The legal theory is novel and untested. Under Florida law, anyone who provides substantial assistance to another person in committing a crime can be held as liable as the principal offender. Uthmeier is arguing that this theory should extend to AI systems and the companies that build them. "If it was a person, we'd charge them with murder," Uthmeier said in a statement.

OpenAI pushed back quickly. Spokesperson Kate Waters said the company reached out proactively to share information about the account with law enforcement after the shooting and continues to cooperate with authorities. "ChatGPT is not responsible for this terrible crime," the statement read. The company noted that its systems are designed with safety guidelines and that millions of people ask similar questions daily without any violent intent.

The investigation arrives at a particularly fraught moment. Courts have consistently protected AI companies from liability for content under Section 230 in civil cases, but criminal liability is a different — and much less charted — legal landscape. Legal scholars are split on whether the theory will survive contact with the First Amendment and the challenge of proving proximate causation between a chatbot response and a violent act.

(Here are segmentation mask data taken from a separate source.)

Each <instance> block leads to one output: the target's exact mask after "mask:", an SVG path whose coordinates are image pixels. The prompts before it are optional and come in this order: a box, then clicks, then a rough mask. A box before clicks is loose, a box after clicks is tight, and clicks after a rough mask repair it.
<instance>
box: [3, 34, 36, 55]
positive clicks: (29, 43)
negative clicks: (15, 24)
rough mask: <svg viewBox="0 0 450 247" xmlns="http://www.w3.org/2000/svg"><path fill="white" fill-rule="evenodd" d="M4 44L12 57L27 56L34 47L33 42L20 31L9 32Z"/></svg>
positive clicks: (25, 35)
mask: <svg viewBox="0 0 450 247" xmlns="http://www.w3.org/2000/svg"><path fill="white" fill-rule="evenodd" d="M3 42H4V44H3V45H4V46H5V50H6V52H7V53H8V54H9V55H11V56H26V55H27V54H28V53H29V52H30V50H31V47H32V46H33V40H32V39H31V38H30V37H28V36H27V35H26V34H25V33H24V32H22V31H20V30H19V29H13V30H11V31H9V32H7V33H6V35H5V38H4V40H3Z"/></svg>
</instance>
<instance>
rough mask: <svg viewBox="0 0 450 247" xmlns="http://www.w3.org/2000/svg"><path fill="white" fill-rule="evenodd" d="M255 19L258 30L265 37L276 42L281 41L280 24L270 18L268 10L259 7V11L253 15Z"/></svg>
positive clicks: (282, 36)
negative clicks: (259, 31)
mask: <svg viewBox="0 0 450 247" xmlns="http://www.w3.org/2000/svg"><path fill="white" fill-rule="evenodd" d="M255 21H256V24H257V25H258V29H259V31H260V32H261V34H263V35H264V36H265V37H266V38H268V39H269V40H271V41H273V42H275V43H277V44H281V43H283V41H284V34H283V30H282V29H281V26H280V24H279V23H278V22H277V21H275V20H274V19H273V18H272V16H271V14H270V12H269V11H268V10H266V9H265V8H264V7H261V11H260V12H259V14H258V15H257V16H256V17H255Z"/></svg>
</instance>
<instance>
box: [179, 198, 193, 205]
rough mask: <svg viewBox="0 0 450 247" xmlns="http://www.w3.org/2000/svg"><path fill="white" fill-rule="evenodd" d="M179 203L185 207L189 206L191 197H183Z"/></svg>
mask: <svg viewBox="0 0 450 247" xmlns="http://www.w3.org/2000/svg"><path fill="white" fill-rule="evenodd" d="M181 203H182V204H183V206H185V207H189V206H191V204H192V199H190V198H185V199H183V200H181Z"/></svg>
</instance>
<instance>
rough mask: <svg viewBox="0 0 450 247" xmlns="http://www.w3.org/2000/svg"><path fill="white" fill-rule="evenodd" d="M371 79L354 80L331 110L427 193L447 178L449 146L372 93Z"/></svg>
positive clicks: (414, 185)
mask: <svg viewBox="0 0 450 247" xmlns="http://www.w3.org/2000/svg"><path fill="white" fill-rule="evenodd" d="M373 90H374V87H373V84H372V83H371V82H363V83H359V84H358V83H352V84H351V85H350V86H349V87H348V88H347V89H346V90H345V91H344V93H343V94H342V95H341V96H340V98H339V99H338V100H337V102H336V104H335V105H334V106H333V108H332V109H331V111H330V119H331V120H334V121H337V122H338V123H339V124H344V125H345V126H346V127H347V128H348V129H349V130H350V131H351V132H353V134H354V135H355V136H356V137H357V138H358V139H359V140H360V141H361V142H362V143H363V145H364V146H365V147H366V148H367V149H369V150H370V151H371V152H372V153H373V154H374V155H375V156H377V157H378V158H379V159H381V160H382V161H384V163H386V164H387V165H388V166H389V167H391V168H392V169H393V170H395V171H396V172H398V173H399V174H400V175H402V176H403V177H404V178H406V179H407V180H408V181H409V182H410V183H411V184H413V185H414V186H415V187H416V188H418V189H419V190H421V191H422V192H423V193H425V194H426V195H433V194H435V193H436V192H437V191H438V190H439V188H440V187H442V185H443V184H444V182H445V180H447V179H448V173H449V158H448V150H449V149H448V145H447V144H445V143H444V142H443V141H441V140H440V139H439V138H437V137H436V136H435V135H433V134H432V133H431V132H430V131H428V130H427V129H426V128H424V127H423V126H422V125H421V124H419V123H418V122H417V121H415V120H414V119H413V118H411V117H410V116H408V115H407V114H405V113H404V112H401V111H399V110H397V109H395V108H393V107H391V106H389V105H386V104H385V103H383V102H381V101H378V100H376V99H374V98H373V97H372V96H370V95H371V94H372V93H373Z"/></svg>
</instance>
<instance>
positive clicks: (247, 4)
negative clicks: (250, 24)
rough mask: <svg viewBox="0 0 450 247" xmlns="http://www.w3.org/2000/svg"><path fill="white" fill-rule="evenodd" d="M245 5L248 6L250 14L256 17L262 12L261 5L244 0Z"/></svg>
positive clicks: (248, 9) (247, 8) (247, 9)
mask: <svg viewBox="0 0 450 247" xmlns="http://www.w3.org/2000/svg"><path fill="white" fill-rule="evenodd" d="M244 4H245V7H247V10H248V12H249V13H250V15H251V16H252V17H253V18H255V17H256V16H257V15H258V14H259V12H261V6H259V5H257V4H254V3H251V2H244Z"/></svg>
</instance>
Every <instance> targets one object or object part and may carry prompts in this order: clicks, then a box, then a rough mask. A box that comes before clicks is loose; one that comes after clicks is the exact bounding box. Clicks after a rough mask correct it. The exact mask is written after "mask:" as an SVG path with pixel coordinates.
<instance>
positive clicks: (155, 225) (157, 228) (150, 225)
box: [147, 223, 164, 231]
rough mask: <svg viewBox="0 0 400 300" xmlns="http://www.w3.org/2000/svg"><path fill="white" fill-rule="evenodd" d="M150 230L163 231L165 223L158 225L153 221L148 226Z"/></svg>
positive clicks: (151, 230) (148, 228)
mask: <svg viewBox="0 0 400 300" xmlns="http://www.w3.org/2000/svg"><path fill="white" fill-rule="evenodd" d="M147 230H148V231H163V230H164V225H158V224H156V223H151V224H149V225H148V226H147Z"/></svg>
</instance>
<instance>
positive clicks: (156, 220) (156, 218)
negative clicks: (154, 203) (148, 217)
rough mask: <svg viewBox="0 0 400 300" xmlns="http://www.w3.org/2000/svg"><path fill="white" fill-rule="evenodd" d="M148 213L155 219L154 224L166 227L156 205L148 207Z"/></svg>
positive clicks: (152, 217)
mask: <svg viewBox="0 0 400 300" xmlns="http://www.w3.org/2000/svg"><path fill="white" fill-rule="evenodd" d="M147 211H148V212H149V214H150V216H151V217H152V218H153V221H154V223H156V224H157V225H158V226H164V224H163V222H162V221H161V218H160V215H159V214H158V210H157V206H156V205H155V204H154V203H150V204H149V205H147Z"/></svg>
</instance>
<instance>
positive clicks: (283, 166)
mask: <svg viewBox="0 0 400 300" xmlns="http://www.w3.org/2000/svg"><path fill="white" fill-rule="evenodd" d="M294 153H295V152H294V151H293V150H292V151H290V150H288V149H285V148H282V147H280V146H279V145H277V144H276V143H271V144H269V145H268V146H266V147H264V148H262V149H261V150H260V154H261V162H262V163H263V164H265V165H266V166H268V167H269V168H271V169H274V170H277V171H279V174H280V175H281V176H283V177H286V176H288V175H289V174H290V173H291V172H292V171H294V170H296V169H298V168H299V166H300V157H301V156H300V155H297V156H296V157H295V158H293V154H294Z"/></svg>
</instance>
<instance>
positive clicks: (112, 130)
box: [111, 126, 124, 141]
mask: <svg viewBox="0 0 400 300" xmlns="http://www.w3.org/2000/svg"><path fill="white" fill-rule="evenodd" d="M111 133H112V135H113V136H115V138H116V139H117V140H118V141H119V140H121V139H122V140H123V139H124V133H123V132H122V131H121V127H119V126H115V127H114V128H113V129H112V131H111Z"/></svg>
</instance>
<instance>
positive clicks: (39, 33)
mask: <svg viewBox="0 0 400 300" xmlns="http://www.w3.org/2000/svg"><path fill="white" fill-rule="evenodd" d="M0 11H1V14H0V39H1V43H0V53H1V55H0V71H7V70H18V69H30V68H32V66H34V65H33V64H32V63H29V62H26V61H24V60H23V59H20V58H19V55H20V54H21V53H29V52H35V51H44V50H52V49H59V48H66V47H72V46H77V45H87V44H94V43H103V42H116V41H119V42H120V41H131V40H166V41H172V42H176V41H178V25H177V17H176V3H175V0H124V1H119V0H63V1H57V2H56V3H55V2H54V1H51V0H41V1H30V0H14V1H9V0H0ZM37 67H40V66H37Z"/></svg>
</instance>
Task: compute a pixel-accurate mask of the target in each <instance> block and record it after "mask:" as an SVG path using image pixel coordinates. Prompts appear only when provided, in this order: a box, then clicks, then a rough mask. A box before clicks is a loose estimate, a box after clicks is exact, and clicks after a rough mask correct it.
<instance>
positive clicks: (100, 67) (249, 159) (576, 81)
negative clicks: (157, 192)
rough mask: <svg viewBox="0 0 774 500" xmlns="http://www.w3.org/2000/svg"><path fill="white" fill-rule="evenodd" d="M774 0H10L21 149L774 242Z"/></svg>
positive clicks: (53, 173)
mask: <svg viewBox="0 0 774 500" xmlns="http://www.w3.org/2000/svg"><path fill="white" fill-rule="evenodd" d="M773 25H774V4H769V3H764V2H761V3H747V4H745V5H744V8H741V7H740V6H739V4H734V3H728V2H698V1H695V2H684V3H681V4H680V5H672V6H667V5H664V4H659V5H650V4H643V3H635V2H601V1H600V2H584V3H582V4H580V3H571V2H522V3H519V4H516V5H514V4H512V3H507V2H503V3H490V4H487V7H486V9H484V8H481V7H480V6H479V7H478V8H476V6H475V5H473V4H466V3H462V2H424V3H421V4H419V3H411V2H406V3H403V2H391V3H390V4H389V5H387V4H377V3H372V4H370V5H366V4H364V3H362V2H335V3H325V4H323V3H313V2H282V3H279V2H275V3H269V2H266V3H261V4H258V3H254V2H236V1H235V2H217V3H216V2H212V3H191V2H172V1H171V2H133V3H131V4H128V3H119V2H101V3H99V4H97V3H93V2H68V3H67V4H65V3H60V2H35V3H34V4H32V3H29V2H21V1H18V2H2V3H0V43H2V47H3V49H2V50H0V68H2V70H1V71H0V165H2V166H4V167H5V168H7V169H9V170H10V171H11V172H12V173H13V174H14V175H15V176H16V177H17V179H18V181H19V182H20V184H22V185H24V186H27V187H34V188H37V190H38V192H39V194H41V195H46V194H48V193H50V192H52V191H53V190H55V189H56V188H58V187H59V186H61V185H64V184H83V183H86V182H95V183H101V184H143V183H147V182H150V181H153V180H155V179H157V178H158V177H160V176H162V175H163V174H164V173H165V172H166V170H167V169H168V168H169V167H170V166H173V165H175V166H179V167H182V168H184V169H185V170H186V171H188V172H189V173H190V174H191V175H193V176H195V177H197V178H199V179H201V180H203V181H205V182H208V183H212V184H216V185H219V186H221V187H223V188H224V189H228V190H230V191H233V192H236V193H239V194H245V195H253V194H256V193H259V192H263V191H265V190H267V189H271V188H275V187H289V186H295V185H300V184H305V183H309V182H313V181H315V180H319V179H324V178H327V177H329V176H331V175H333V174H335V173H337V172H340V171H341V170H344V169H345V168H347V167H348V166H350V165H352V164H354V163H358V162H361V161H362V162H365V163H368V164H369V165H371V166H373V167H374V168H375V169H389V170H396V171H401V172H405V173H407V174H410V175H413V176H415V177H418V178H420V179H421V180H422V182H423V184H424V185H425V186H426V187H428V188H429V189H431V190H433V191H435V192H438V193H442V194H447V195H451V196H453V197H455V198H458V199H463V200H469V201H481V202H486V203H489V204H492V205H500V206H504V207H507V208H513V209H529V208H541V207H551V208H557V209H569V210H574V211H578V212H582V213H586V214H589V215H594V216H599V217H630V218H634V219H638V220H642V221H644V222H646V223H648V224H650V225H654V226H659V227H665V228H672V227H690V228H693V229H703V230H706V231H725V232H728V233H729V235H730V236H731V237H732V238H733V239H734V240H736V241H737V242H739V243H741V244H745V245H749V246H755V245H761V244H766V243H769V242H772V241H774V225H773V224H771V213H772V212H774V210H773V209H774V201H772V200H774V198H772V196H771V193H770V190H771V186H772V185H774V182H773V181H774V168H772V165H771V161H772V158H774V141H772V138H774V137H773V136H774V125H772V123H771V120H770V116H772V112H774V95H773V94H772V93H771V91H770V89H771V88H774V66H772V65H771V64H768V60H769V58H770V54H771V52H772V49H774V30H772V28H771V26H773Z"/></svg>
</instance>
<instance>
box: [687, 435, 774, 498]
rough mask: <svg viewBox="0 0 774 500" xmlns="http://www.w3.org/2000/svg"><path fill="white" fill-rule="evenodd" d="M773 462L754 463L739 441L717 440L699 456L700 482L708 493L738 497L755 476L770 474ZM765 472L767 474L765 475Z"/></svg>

What's not in dispute is the chilling effect this probe will have on AI product development. If a state attorney general can open a criminal investigation every time an AI tool appears in the background of a crime, the liability exposure for foundation model companies becomes essentially unlimited. The outcome of this case could define the legal perimeter of AI chatbot responsibility for years.

Panel Takes

The Builder

The Builder

Developer Perspective

This is an existential legal test for the entire AI industry. If Florida's theory holds — that providing information that enables a crime makes you criminally liable — every AI company faces unlimited exposure. Watch this case closely; it will reshape how safety filters and content policies are built at every foundation model lab.

The Skeptic

The Skeptic

Reality Check

The theory is legally thin. Google Search, encyclopedias, and YouTube have all 'assisted' criminals in planning attacks. Courts have consistently declined to hold information providers criminally liable for downstream acts. This looks more like political posturing than a case that will get past a motion to dismiss.

The Futurist

The Futurist

Big Picture

Regardless of the legal outcome, this moment marks the end of AI's pre-regulatory era. When attorneys general start opening criminal probes, every AI lab recalibrates its risk models. We'll see significantly more aggressive content filtering and liability-driven conservatism in AI products over the next 12 months.